Pawel Banach MRICS – ValuStrat Qatar General Manager commented “…During 2018, the Qatar real estate market was transitioning to a new equilibrium as public and private sectors started adapting to regional geopolitical challenges. By October real estate transactions reached 3,480 with a total value of QAR 19.7 billion. Despite, an increase in transactional volume and activity in the non-hydro-carbon sector, the influx of supply contributed to softening rents and prices...”

New office stock was seen in areas such as Lusail, C-Ring Road (Al Muntazah, Al Hilal and Rawdhat Al Khail), Salwa Road (Fereej Abdul Aziz) and B-Ring Road (Fereej Bin Dirham), Al Sadd and Old Salata. Increasing supply and vacancy, forced landlords to reduce rents, especially in secondary locations. Offices in Al Sadd, C-Ring Road and Salwa Road experienced steep falls in rents ranging from 15-25% compared to 2017.

With the completion of Palms Mall and Katara Plaza, organised retail supply totalled 1.8 million sq m GLA (Gross Leasable Area) this year. To maintain healthy occupancy, landlords in newer shopping malls introduced incentives by absorbing operational expenses and lowering service charges. The median monthly rent for line shops within malls ranged from QAR 260-420 per sq m.

As of October 2018, Qatar had 26,290 hotel rooms and hotel apartments within 125 establishments. A total of 1.48 million international guests (compared to 1.94 million last year) stayed an average of 3.9 nights per stay and spent an Average Daily Rate (ADR) of QAR 384. The first ten months saw occupancy rates averaging at 61% which is 3% higher than last year, though, RevPAR (Revenue per Available Room) declined by 10%.

2019

The International Monetary Fund adjusted the GDP growth projections to 3.1% for 2019 from 2.4% in 2018. This is attributed to the recovery of oil prices, robust non-oil sector growth and prudent fiscal policy.
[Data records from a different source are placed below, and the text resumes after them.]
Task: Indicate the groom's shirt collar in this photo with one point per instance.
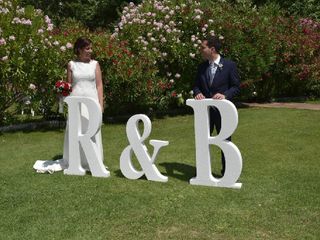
(217, 61)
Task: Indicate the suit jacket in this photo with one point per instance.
(226, 80)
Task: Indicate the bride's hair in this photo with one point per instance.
(81, 43)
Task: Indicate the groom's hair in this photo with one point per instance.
(215, 42)
(80, 43)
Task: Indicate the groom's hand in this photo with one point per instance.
(219, 96)
(199, 96)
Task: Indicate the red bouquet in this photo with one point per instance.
(63, 88)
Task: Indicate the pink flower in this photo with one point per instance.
(32, 86)
(69, 45)
(2, 41)
(5, 58)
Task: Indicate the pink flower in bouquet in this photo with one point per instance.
(63, 88)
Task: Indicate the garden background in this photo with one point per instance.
(148, 51)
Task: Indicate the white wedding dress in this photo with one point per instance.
(83, 84)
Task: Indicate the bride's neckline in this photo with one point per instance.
(80, 61)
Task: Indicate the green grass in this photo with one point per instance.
(279, 198)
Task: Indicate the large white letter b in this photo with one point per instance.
(233, 159)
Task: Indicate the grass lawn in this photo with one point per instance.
(279, 198)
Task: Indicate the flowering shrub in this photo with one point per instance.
(168, 33)
(258, 40)
(33, 56)
(21, 33)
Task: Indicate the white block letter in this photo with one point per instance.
(77, 138)
(137, 146)
(233, 159)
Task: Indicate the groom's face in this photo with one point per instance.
(206, 52)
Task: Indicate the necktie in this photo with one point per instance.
(212, 72)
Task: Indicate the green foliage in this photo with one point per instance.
(301, 8)
(92, 13)
(272, 203)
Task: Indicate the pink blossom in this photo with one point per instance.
(50, 27)
(69, 45)
(47, 19)
(5, 58)
(2, 41)
(32, 86)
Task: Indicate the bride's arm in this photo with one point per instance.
(69, 73)
(99, 85)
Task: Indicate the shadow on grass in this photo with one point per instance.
(176, 170)
(119, 174)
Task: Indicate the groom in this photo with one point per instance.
(216, 78)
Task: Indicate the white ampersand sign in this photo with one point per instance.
(139, 148)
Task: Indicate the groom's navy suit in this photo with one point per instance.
(226, 81)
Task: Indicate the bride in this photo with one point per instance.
(85, 76)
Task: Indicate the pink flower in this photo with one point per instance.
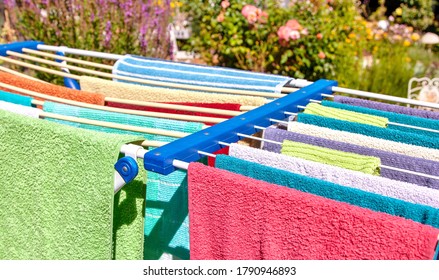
(284, 33)
(225, 4)
(294, 35)
(247, 9)
(220, 17)
(294, 24)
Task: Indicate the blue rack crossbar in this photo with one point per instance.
(186, 149)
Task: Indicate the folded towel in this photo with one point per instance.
(134, 120)
(393, 117)
(15, 98)
(387, 107)
(387, 158)
(166, 224)
(236, 217)
(369, 130)
(374, 184)
(351, 161)
(223, 106)
(20, 109)
(345, 115)
(416, 212)
(199, 75)
(365, 141)
(57, 194)
(50, 89)
(154, 94)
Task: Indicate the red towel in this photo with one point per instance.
(50, 89)
(223, 106)
(235, 217)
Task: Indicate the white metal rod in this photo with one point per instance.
(207, 154)
(80, 52)
(180, 164)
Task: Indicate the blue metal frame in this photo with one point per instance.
(186, 149)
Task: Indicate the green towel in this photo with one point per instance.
(57, 194)
(352, 161)
(345, 115)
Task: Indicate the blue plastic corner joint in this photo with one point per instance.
(18, 46)
(68, 82)
(186, 149)
(127, 168)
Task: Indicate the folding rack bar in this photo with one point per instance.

The current account surplus is predicted to reach QAR 4.3 billion driven by 21% expected growth in revenues (oil price assumed at $55 per barrel compared to $45 per barrel in 2018).

Anum Hasan – ValuStrat Qatar Market Research Analyst commented “…For 2019, we expect downward trajectory to continue in all sectors but with slowing decline rates. This has translated in rising affordability and competitiveness, a much-needed stimulus in Qatar Market…
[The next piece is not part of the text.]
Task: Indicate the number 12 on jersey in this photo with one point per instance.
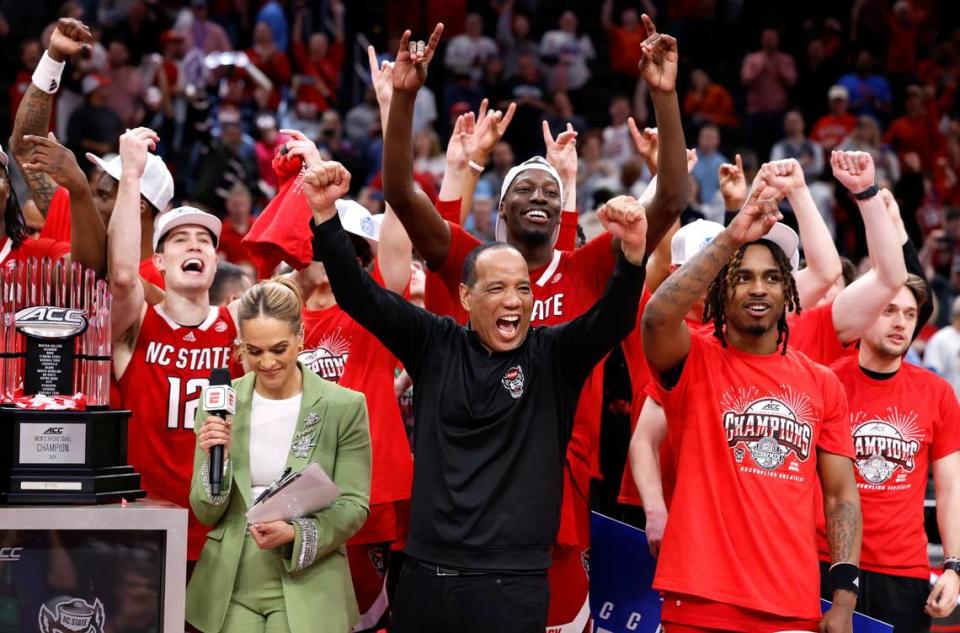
(183, 401)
75% of the upcoming residential supply will be concentrated in The Pearl and Lusail which might negatively impact the market rent in the area once projects are handed over. On the contrary, rental rates in central areas of Doha are expected to stabilise.

In the office sector, rents are expected to decline in Lusail, as 80% of the projected supply for 2019 will be focused there. This is expected to also affect rents in secondary office locations.

Two free zones: Umm Al Houl (34 sq km) and Ras Bufantas (4.01 sq km) are expected to start receiving foreign and local investors in the industrial sector. This is expected to continue to put downward pressure on rents in relatively older industrial areas.

Hospitality sector to see an addition of six properties (5/4-star): Al Messila Resort, Mandarin Hotel, Zulal Wellness Resort, M Gallery Boutique Hotel, Panorama Residences and Suites and Plaza Rayhaan. Mid-market hotel segment might continue to show improvement in occupancy.

By the end of 2019, the population of Qatar is expected to reach 2.7 million. Assuming all projects are delivered on time, Qatar will comprise of 30,000 hotel keys and hotel apartments, 300,000 residential units and an office supply of 4.8 sqm GLA.